Let you and your kids build real mechanical computers!
We all need to detox from our screens and computers. It is a common fact that the amount of time children spend glued to a screen has risen dramatcally in the last 20 years and to make matters worse children are also now multi-screening – using more than one device at the same time. The question now becomes how can we keep kids engaged and excited to learn while programming without having them in front of a glaring device? Enter Turning Tumble, a mechanical board game created by programmer Paul Boswell – he’s well known for programming complex games for Texas Instruments calculators – and maker Alyssa Boswell, the Turing Tumble lets you use small parts to create logic flows in order to solve puzzles. It’s multi-tasking without the multi-screens.
The game is simple. The set of marbles roll one at a time from the top of the board through a series of pins and “logic” pieces. When the marble hits a flipper at the bottom it releases another ball – creating a computing cycle.

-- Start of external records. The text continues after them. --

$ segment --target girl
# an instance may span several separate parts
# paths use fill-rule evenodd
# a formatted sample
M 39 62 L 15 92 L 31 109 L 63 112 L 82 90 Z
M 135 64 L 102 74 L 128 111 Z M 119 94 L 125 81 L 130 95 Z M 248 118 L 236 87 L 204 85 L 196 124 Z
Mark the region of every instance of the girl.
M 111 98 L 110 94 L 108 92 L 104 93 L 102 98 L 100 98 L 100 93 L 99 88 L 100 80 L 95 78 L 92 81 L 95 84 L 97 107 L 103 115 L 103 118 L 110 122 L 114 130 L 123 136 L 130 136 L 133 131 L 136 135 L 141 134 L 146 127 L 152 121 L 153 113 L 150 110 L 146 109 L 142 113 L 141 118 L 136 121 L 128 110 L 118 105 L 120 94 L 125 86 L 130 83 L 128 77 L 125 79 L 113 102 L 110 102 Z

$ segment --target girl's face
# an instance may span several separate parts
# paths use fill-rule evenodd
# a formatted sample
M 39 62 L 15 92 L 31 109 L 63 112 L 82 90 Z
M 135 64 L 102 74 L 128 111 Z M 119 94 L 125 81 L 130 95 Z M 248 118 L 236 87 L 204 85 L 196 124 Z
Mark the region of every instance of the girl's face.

Players add logic to the game board by placing six different types of parts onto the board. The ‘Bit’ is a particularly important one. Each time a ball runs over it, it flips to point the opposite direction. Pointing to the left is like a ‘0’, and pointing to the right is like a ‘1.’ Gear bits are the most interesting part, though. Gear bits are just like bits, except that they can be connected to one another so that when one is flipped, it flips the connected gear bits, too. It’s these parts that make the computer Turing-complete.
The important thing to remember is all of this is presented in the guise of a puzzle game. A book includes 51 games that teach kids how to make XOR gates and other computing principles.
The project is entirely bootstrapped and the pair hopes to raise $48,000 to start building the game.
Boswell created the game to teach everyone how to program. It rose out of frustration. In his work at the University of Minnesota he found himself stuck with scientists who couldn’t manage programming or computational analysis.